講義なんてほとんど無いから大学にもあまり出向いていなかったこの時期。

ゼミの必要書類を取りに来いとの連絡があったので、久しぶりにキャンパスの地を踏んだ。

陣ちゃんも近場でちょうど用があったらしく、あたしを送るついでに一緒に来てくれた。

スーツ姿の陣ちゃんに見慣れてしまっていたから、だっぽりとしたセーターにジーンズ、そんなラフな格好の陣ちゃんは久しぶりだ。


キャンパス内をふたり、並んで歩くのも久しぶりだった。


「めっちゃ人おるなぁ」


ちょうどお昼どきだからだろう。キャンパスの広場にはたくさんの学生がいた。

きゃあきゃあと飛び交う笑い声に、風に舞うカラフルなスカートたち。根元まで染まった茶色い髪も、一緒になびいて。


…あたしも一年の時はあんなだっただろうか。眩しくて、少し羨ましい。


「…食堂」

「え?」

「久しぶりに寄ってかん?昼飯」


広場を見つめてポカンと突っ立っているあたしの方を見て、陣ちゃんが笑った。

なんだかそれが嬉しくて、思わず駆け寄って陣ちゃんの手を握る。

すぐ目の前にきた陣ちゃんの首元は、今日はいつものマフラーがなくて寒そうだ。

陣ちゃんはすこし驚いた顔をして、それから困ったみたいに笑う。大学内で手を繋ぐなんて、今まで一度もしたことがなかった。


「たまごチーズ丼!食べたい」

「ははっ、あれメニューん中で二番目にカロリー高いで」


何でもない会話がこんなにも嬉しい。あたしはどれほど、小さな幸せを見過ごしてきたのだろう。

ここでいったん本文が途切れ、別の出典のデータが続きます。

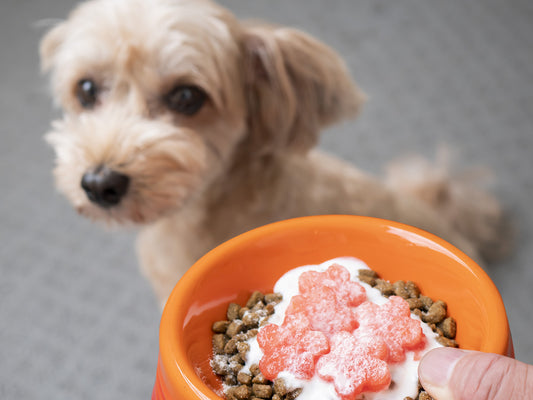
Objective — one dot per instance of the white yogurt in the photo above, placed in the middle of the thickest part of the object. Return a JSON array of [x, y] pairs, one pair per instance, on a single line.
[[404, 374]]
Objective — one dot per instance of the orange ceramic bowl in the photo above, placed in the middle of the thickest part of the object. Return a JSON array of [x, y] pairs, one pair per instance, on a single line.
[[255, 260]]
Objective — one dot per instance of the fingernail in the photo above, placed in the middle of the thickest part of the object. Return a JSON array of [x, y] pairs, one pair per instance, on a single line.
[[435, 370]]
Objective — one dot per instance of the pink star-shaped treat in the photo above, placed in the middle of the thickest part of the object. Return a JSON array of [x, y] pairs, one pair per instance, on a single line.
[[355, 365], [393, 323], [291, 347]]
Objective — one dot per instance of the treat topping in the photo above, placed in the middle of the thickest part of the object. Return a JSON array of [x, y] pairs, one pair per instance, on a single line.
[[332, 335]]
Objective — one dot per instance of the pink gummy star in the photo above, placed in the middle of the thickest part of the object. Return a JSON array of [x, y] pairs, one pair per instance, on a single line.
[[337, 278], [355, 365], [393, 323], [325, 312], [291, 347]]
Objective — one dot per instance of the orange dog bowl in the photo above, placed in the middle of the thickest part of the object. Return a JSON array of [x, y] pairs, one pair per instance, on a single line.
[[256, 260]]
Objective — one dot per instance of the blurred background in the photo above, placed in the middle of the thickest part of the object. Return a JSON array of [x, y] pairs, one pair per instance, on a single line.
[[77, 319]]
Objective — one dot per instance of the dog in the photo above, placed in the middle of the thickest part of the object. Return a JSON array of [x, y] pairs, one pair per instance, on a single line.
[[195, 126]]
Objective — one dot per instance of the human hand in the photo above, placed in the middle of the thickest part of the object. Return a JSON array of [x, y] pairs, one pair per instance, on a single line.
[[454, 374]]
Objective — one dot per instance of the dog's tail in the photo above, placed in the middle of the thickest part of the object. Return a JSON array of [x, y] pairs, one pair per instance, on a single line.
[[459, 197]]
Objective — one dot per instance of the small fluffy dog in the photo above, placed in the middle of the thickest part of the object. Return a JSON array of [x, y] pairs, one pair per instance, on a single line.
[[196, 126]]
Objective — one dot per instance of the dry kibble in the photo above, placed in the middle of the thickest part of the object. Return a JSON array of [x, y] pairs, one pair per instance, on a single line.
[[243, 311], [279, 387], [293, 394], [244, 378], [230, 336], [230, 347], [436, 313], [414, 303], [230, 380], [254, 298], [258, 306], [251, 319], [219, 342], [235, 327], [262, 391], [243, 348], [259, 378], [233, 311], [242, 392], [273, 298], [254, 369]]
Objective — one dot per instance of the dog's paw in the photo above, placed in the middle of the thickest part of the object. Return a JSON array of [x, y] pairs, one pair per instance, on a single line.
[[459, 198]]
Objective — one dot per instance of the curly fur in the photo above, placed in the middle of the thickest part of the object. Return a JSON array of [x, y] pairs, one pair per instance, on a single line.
[[245, 159]]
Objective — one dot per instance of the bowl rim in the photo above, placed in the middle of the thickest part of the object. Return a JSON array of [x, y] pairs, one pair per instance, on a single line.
[[174, 377]]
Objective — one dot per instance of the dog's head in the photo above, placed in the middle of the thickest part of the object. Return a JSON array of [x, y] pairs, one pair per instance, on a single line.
[[163, 97]]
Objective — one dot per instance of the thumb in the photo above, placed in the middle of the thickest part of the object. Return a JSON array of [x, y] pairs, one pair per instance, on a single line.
[[454, 374]]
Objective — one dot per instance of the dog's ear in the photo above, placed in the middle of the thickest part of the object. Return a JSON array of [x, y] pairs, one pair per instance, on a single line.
[[295, 87], [49, 45]]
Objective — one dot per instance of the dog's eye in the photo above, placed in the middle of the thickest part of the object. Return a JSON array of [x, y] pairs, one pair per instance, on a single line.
[[185, 99], [87, 93]]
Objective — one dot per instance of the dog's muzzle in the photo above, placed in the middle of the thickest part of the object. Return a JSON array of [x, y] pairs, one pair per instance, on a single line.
[[104, 186]]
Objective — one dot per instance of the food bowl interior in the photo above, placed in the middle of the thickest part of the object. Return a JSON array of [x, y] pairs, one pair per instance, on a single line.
[[256, 260]]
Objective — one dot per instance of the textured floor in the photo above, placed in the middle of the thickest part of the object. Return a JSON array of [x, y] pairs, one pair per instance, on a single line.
[[77, 321]]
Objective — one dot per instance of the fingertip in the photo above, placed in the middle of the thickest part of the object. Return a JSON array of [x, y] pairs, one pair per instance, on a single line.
[[435, 370]]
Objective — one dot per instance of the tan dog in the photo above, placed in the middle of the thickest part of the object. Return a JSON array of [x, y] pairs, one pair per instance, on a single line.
[[196, 126]]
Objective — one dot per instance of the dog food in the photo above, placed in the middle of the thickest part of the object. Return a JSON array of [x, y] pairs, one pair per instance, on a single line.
[[336, 329]]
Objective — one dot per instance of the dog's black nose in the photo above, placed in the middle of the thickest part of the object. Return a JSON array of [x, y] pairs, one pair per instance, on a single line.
[[104, 186]]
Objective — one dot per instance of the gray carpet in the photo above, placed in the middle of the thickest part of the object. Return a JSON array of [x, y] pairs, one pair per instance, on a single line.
[[77, 321]]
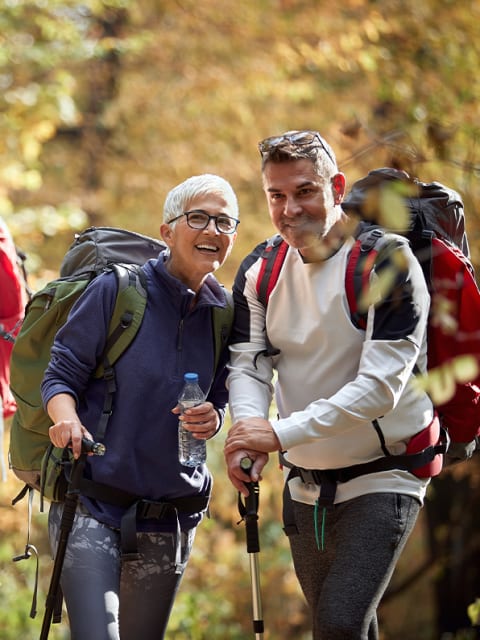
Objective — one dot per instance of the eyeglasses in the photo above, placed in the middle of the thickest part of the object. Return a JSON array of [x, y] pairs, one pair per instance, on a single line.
[[199, 219], [297, 139]]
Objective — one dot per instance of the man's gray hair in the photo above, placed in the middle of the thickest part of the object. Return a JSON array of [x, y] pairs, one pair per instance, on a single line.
[[179, 198]]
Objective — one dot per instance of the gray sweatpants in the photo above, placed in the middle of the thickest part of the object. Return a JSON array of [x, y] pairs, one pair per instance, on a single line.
[[108, 598], [344, 583]]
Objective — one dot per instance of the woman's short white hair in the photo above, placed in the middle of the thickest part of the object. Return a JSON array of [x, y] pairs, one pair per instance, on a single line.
[[178, 199]]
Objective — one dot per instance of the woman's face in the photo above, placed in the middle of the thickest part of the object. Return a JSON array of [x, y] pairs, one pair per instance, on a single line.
[[194, 253]]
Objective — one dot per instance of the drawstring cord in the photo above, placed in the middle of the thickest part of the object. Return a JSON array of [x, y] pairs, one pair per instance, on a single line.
[[319, 539]]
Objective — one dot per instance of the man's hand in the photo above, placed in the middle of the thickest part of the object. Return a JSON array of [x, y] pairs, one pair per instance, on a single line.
[[237, 476], [253, 438], [252, 433]]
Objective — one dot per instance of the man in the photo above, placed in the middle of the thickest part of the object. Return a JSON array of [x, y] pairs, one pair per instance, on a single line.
[[344, 395], [110, 593]]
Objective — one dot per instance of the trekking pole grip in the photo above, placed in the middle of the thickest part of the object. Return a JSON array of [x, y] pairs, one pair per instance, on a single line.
[[251, 509]]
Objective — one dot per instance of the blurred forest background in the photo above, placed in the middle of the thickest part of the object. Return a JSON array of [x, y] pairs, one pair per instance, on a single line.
[[107, 104]]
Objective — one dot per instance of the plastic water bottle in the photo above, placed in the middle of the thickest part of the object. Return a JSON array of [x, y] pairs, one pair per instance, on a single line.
[[191, 451]]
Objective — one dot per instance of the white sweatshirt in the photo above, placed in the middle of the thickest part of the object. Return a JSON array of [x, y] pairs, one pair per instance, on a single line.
[[333, 378]]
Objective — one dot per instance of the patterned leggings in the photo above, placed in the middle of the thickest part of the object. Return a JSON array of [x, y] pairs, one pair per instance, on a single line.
[[107, 598]]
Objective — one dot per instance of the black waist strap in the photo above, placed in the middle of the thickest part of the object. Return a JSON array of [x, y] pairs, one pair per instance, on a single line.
[[328, 479], [138, 508], [150, 508]]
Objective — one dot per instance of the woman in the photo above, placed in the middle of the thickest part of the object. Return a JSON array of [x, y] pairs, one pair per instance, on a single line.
[[108, 594]]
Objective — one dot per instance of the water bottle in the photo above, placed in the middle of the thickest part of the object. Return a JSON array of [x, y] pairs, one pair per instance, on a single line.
[[191, 452]]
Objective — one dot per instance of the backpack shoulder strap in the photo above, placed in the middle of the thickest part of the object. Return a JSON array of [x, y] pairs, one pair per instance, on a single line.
[[128, 311], [272, 260], [357, 274], [222, 320], [126, 319]]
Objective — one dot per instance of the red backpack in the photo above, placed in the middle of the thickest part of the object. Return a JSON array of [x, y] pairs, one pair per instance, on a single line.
[[12, 304], [436, 232]]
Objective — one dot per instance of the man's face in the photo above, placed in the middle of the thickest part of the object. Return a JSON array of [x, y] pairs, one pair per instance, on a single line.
[[301, 204], [197, 252]]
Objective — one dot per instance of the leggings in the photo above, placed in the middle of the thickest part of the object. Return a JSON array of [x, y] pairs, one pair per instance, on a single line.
[[344, 583], [107, 598]]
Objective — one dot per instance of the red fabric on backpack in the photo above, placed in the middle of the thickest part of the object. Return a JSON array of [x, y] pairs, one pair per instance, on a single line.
[[455, 292], [12, 304]]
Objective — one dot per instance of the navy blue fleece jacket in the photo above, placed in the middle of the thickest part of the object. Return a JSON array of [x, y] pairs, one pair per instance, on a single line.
[[141, 437]]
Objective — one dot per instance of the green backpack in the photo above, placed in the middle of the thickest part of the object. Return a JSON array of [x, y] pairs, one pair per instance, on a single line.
[[32, 457]]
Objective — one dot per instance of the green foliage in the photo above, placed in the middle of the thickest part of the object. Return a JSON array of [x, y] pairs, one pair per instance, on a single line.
[[474, 612]]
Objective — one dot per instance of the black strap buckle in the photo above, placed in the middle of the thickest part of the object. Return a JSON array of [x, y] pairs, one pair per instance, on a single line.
[[147, 509]]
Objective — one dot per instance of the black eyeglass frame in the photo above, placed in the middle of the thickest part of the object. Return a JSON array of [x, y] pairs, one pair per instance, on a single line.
[[296, 139], [209, 217]]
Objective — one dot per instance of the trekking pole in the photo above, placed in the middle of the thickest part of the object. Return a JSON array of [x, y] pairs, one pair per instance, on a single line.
[[53, 603], [249, 512]]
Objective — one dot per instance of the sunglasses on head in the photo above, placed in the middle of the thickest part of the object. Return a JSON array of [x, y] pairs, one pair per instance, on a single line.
[[296, 139]]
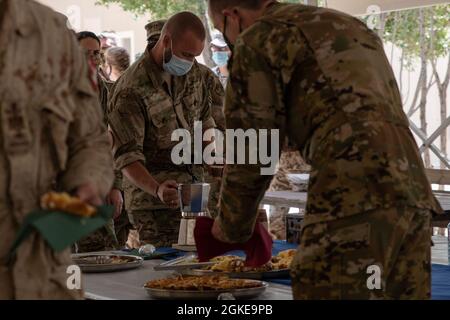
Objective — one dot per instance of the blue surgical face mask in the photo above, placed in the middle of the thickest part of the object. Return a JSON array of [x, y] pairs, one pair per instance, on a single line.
[[177, 66], [220, 58]]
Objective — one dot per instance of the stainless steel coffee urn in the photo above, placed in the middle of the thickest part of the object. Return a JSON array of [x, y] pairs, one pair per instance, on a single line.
[[194, 200]]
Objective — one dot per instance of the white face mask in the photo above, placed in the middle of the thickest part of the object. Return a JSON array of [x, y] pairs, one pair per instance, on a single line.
[[177, 66]]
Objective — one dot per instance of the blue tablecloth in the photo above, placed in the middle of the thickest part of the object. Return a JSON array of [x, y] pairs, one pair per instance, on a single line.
[[440, 275]]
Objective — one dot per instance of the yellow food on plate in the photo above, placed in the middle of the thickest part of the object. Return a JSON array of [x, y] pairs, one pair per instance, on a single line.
[[64, 202], [202, 283], [235, 264]]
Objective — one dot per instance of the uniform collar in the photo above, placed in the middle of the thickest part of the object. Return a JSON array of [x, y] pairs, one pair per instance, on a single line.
[[20, 16], [271, 7]]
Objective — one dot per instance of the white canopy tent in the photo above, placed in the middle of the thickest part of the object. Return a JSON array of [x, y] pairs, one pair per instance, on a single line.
[[362, 7], [365, 7]]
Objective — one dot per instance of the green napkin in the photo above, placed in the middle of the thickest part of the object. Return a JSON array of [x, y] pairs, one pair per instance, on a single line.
[[61, 229]]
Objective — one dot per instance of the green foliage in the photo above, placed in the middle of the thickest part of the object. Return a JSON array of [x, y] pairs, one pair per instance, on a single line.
[[158, 8], [402, 29]]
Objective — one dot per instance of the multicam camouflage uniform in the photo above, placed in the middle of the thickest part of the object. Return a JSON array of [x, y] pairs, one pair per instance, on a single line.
[[323, 79], [217, 95], [214, 176], [289, 160], [51, 138], [143, 112]]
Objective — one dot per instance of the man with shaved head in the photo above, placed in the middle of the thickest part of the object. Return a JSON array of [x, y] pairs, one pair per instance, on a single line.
[[322, 78], [163, 91]]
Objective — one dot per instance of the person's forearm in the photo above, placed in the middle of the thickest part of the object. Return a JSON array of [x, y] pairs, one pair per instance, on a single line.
[[140, 177]]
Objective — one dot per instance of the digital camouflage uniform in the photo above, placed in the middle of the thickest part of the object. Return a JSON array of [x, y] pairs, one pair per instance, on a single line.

「ええもんたまには!別にダイエットしとるわけでもない…し…」



笑顔が、こわばった。

握っていた手の力が、一瞬抜けてしまったみたいになった。


構内から出てきた黒い頭。それはいかにも黒染めした、と言わんばかりの少し不自然な黒髪で。


…めったに大学に来ることなんてないのに、どうしてこんな偶然があるんだろう。


あたしが気づくと同時にあたしたちに気づいたらしい朋也くんも、目を大きく見開いて一瞬その場に固まった。